The first recommendation was that any new plan of adjustment for PREPA has to be comprehensive in nature. That means the plan of adjustment must take into account the complicated environment in which PREPA operates, Puerto Rico’s weak economy, the fragility of the island’s transmission and distribution system, PREPA’s aging generation fleet, the politicization of its management, and PREPA’s prior history of mismanaged initiatives to reduce costs. Marxuach noted that the war on Ukraine has resulted in an Increase In oil prices.
A restructured PREPA should be a solvent entity, he said. “This is more than a mere accounting technicality. If PREPA is still insolvent, even after exiting the negotiation process, then it is questionable whether the plan of adjustment would be confirmable by the Court,” Marxuach said. “While PROMESA [the Puerto Rico Oversight, Management and Economic Stability Act] does not require that solvency be established to confirm a plan of adjustment, it does require that it be viable and certainly solvency is at least one component of any viability analysis.”

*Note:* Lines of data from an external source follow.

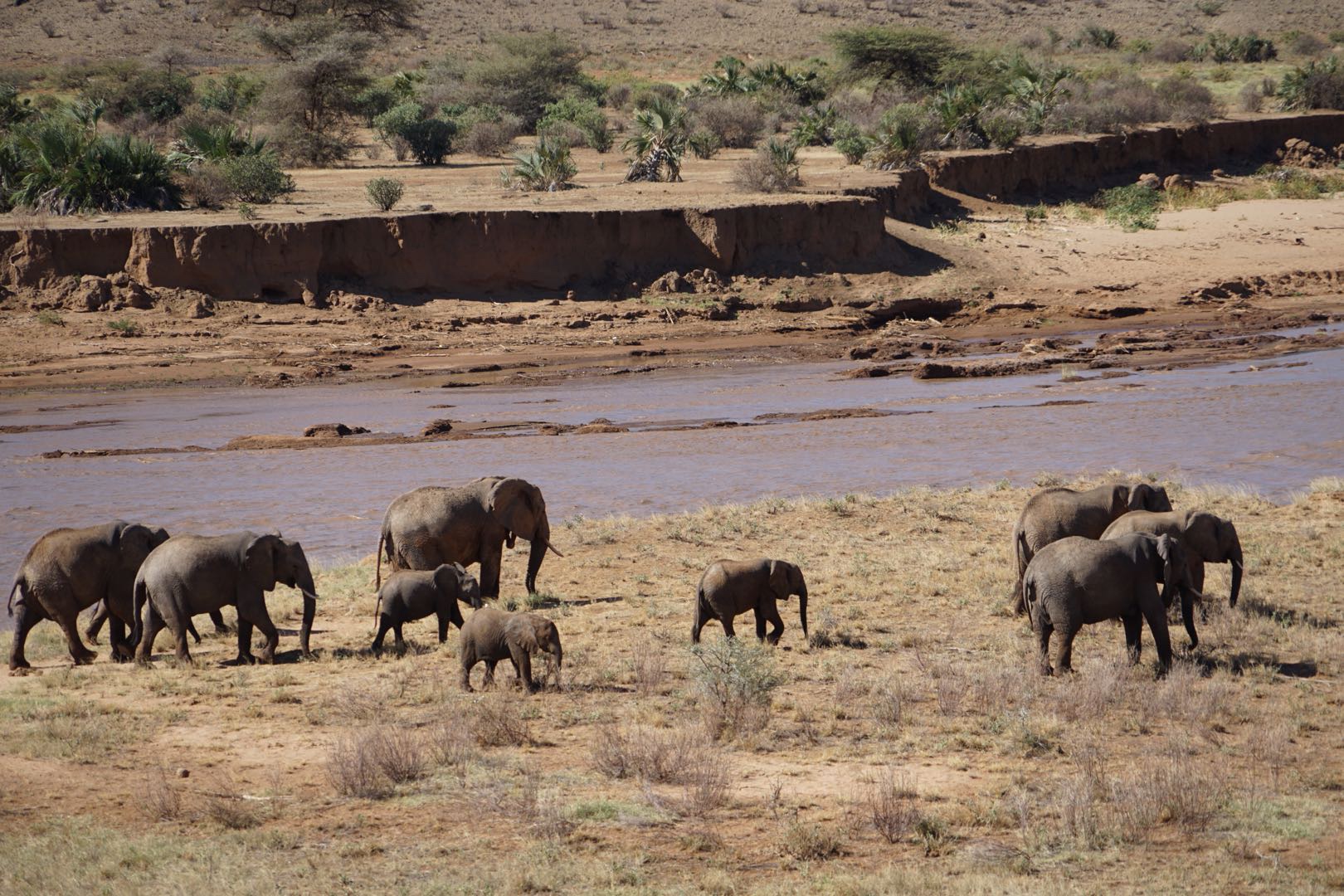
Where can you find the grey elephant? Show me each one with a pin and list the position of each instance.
(732, 587)
(1077, 582)
(1058, 514)
(1205, 536)
(100, 616)
(410, 594)
(466, 524)
(71, 570)
(192, 574)
(492, 635)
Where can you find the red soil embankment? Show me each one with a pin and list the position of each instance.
(1055, 165)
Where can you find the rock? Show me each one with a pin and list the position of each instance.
(332, 430)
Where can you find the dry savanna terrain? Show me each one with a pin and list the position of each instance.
(908, 747)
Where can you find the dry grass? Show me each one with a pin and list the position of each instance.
(1222, 777)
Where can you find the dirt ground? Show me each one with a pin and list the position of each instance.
(914, 716)
(656, 37)
(1205, 285)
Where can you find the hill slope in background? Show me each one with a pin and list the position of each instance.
(657, 37)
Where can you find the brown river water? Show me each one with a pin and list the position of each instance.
(1272, 430)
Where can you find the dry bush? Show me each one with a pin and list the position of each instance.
(163, 800)
(496, 720)
(647, 754)
(227, 806)
(650, 666)
(889, 801)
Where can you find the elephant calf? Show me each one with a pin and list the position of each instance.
(732, 587)
(492, 635)
(409, 596)
(1077, 582)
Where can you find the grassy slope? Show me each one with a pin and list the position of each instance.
(1108, 779)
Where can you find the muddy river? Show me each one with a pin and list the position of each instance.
(1272, 429)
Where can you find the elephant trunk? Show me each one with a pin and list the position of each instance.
(541, 540)
(802, 610)
(1235, 558)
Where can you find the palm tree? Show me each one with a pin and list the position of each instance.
(657, 143)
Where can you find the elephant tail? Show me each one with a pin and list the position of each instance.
(21, 585)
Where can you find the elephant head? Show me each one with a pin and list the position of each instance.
(1175, 571)
(132, 542)
(269, 559)
(1214, 540)
(518, 507)
(1148, 497)
(538, 635)
(786, 579)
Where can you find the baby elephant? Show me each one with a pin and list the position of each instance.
(409, 596)
(732, 587)
(491, 635)
(1077, 582)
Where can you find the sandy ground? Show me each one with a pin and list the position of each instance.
(1231, 271)
(1224, 777)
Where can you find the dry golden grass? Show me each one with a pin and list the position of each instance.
(923, 724)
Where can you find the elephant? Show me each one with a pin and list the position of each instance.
(1205, 538)
(1058, 514)
(466, 524)
(732, 587)
(492, 635)
(410, 596)
(192, 574)
(1075, 582)
(100, 616)
(69, 570)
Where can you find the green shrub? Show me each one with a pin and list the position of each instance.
(902, 137)
(383, 192)
(548, 167)
(772, 169)
(583, 114)
(431, 140)
(256, 178)
(233, 95)
(1132, 207)
(913, 56)
(1317, 85)
(61, 164)
(1220, 47)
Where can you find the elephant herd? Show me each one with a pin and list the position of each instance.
(1081, 558)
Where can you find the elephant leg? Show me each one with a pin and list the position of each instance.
(245, 657)
(26, 618)
(71, 626)
(1133, 635)
(95, 620)
(383, 625)
(1043, 631)
(1157, 617)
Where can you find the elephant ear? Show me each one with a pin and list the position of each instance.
(780, 579)
(1118, 500)
(516, 505)
(260, 561)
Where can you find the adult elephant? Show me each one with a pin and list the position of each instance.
(1059, 514)
(732, 587)
(194, 574)
(1205, 538)
(466, 524)
(71, 570)
(1077, 582)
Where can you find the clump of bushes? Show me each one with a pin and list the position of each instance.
(772, 169)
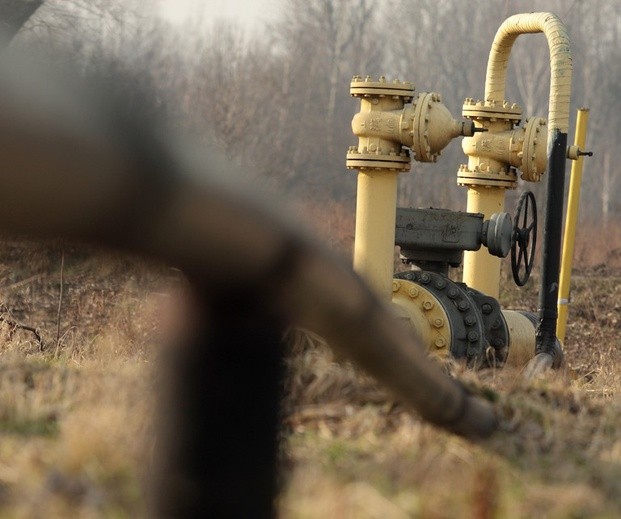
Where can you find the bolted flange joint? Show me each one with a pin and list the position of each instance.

The debt reduction at PREPA has to be drastic, Marxuach noted. According to PREPA’s monthly report to its governing board for December 2021, PREPA’s liabilities totaled $18.1 billion, while its assets added up to $10.1 billion, a difference of $8 billion. In theory, then, that is the minimum amount — $8 billion or 44% of all liabilities — by which all of PREPA’s obligations would have to be reduced in order to keep it as a minimally sustainable going concern post-restructuring. It would be extremely ironic, not to say utterly irrational, the economist said, to finish the expensive five-year process with an entity that is still technically insolvent.
The restructuring debt should eliminate the securitization structure, Marxuach asserted. Securitization would have guaranteed the repayment of the new PREPA bonds regardless of PREPA’s operational situation and would have represented a significant upgrade of the bondholder’s collateral package.
“The repayment guarantee for any new PREPA bonds, as is the case with the existing PREPA bonds, should be a lien against the net revenues after payment of the operating costs of the issuer generated by PREPA,” he said. “We see no reason for upgrading this security structure or for substantially modifying PREPA’s current relative repayment priorities, unless creditors provide an infusion of new money, something analogous to a debtor in possession financing, or some other similar consideration.”
Marxuach also noted that doing a securitization without legislative approval could result in lower credit ratings for the new bonds and go against PROMESA, which establishes as a requirement a return to the markets with an investment grade rating.
In response to questions from reporters, Marxuach said he has not seen any studies as to the impact on PREPA finances of a proposed construction of stations that can recharge electric vehicles.